3

I'm developing an application for my company that will require a lot of compute capacity (running some very big mathematical calculations), and looking for some form of server setup to do this. For various reasons, we want to run this on-site in our office rather than hosting it externally.

It's been a while since I last had to set up my own servers so I thought I would tap into the collective wisdom of serverfault!

My broad requirements are:

  • Budget $30-50k, with an aim to get as much compute capacity as possible for that budget
  • 64-bit servers suitable to run Ubuntu Linux + Java
  • Some relatively standalone rack that can be installed in secure office space
  • Fast/low latency network connections between the servers, but don't really care about connectivity to the outside world
  • Storage capacity shared between the servers - they don't necessarily need their own storage providing they can be booted from a common image
  • Downtime can be tolerated (since the calculations are run in batch mode)
  • The software itself is fault-tolerant, so there is no need for extra resiliency in the server setup (cheap replaceable commodity parts will be fine in general)

Given these requirements what kind of setup would you recommend and why?

mikera
  • 165
  • 1
  • 7
  • What kind of interconnects do you need?
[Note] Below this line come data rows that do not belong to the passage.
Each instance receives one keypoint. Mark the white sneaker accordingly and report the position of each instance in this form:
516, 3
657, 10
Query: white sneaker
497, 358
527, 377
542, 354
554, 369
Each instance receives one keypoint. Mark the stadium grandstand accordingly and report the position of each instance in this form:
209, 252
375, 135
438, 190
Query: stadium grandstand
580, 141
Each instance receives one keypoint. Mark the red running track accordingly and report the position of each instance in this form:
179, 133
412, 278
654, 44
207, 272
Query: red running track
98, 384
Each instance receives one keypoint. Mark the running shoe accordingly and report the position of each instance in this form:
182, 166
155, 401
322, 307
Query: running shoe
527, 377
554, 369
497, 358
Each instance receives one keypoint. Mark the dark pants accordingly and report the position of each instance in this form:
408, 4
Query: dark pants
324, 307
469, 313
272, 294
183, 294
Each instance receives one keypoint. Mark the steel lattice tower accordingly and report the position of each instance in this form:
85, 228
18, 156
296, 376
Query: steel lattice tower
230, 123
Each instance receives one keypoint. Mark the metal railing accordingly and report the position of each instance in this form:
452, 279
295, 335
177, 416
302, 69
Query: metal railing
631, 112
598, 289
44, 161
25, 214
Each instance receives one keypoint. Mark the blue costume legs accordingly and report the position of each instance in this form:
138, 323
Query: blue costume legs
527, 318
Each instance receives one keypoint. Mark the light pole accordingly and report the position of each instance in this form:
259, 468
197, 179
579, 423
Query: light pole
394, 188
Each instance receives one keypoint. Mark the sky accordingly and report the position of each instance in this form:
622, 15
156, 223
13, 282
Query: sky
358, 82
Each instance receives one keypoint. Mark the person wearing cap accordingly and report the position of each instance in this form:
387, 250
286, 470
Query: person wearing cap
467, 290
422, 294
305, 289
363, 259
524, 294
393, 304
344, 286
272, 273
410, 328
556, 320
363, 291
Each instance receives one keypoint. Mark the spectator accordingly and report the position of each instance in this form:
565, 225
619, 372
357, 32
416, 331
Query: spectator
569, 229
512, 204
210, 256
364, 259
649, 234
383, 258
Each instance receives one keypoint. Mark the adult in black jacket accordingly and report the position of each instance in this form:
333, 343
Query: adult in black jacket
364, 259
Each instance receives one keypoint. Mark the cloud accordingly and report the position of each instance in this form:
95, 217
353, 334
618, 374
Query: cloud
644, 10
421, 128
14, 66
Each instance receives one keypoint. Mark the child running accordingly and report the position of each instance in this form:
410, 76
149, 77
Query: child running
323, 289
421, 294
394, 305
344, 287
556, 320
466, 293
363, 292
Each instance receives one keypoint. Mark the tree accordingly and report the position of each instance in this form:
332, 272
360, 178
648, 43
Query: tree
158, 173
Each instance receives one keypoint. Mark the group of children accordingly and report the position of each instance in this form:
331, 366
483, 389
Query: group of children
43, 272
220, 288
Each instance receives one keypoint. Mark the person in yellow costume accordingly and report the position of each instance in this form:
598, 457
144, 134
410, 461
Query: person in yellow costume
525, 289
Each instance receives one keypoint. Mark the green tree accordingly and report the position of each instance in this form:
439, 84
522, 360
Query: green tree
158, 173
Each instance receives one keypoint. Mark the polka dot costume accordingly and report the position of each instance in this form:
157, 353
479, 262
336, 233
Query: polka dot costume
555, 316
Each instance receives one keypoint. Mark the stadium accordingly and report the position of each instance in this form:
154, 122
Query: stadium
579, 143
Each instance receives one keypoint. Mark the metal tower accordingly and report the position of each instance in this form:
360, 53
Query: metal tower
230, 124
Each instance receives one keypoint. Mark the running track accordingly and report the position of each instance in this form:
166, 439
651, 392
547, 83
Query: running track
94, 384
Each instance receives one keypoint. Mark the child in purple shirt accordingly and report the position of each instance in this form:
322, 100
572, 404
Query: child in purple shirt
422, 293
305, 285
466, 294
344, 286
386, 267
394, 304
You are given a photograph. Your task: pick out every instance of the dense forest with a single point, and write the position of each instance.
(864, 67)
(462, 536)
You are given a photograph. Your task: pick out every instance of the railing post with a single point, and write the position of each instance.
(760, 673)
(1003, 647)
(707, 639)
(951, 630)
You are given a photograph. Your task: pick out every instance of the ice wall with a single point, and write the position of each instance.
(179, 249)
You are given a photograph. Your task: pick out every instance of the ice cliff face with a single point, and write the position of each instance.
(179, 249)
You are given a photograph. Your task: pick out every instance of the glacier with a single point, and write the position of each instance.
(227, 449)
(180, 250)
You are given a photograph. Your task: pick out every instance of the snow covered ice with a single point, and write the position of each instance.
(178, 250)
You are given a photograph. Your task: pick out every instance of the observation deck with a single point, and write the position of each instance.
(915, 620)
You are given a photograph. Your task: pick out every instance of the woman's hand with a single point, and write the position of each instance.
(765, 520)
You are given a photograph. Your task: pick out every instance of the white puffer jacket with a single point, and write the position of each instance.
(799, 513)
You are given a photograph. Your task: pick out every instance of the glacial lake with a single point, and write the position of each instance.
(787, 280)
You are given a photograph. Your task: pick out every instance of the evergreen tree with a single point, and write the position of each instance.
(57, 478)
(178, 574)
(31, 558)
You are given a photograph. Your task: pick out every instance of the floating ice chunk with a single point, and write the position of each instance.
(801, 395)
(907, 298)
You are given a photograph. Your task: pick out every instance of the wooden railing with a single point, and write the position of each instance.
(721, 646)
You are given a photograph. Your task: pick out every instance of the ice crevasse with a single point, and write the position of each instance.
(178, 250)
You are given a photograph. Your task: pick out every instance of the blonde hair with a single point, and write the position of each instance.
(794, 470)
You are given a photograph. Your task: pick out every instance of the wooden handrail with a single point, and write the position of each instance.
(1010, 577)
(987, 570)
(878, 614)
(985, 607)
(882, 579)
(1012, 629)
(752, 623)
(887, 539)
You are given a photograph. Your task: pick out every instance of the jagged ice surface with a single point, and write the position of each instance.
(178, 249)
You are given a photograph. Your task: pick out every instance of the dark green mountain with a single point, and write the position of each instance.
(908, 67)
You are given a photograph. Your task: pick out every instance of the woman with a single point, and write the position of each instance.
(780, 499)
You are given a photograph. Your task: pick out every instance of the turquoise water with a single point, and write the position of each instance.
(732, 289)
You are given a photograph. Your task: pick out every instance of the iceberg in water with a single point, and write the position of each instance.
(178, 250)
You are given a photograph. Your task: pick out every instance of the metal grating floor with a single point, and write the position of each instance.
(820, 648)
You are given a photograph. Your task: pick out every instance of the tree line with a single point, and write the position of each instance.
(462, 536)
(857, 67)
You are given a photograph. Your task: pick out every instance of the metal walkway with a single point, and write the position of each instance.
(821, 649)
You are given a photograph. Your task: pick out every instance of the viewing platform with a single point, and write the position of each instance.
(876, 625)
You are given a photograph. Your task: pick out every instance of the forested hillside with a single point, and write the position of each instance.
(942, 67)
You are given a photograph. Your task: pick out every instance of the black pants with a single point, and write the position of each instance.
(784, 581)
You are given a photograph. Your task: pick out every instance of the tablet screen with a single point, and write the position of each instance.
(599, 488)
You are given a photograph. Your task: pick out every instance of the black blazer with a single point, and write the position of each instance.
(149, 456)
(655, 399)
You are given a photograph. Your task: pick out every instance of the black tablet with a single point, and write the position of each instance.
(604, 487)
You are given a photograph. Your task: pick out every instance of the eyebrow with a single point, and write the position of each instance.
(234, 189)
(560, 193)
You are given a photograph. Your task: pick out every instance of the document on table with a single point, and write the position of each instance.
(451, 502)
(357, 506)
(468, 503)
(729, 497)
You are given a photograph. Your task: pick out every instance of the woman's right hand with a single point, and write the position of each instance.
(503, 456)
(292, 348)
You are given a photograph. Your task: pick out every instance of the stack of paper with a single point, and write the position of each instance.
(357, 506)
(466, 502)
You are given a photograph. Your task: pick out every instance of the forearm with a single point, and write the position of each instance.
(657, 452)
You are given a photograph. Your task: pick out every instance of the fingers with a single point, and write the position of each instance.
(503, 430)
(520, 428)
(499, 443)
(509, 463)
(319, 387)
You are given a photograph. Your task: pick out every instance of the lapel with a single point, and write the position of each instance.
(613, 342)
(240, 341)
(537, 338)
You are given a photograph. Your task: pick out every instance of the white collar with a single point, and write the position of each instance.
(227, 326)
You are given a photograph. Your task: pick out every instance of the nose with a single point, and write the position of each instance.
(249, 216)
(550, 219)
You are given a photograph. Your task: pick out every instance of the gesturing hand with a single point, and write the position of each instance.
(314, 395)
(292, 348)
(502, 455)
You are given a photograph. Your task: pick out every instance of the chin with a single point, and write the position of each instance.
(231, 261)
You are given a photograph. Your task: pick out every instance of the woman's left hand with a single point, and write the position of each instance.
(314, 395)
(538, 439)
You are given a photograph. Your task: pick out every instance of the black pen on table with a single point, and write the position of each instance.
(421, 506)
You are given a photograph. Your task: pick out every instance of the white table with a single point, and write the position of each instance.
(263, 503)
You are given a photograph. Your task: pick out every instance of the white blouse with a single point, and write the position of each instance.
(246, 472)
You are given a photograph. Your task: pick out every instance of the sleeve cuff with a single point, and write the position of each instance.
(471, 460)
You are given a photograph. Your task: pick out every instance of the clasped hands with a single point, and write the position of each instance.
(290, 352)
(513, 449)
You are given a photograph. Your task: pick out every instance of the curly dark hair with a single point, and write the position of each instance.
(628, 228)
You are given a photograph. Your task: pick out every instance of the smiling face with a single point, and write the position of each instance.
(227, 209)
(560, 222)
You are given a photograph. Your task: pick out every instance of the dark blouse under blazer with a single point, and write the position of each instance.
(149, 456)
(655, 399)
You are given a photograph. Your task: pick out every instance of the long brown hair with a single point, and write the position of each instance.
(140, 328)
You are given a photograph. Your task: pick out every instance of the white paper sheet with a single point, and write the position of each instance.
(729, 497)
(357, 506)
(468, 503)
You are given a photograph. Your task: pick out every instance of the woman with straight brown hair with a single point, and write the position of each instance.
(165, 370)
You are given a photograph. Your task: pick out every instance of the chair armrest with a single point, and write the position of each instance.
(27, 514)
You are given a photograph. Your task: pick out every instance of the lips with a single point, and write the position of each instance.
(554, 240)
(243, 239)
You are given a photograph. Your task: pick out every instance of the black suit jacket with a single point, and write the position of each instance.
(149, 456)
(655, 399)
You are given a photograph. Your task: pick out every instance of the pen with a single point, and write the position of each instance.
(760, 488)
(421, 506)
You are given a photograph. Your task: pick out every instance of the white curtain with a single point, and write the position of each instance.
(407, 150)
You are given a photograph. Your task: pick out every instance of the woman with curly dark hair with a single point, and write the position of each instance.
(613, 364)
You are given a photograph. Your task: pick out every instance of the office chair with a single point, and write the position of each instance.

Ethernet, MPI, latency/bandwidth tolerances? How much storage, throughput, concurrency, IOps? Does the cluster require resiliency, or is the software failure tolerant? – Chris S Feb 26 '11 at 14:48
  • Good question! There is lots of tolerance, and the software is fault-tolerant itself (via job scheduling and completion checks) so no issue if any part goes down. And the computations are meant to run in batch mode so downtime isn't really an issue either. it's all about the compute capacity..... will update the question accordingly – mikera Feb 26 '11 at 14:58
  • If you need a consultant to come and help you set this up, my contact details are in my SF profile – Tom O'Connor Feb 26 '11 at 15:04

1 Answers1

3

Without knowing the answers to any of the above questions, and assuming the software can easily deal with hardware faults, I would consider something like:

  • A pair of HP DL 180 G6 loaded with the necessary storage. These would serve as mirrored storage providers and multimaster (or redundant) cluster masters. PXE-Boot/NFS servers for the nodes too.
  • Roughly 8 HP DL 160 G6 compute nodes (12GB, 2 6-Core X5650).
  • A pair of HP ProCurve E2510-24G Switches, unless you already have Switches

I figured the servers would cost roughly $5k each; of course the exact price depends on RAM/Disk/CPU/Etc configurations.

This doesn't include UPS/Power, Rack Enclosure, Backup, AC/Cooling, or other environmental considerations. I'm biased toward HP equipment because that's what we use; I have no other ties to HP.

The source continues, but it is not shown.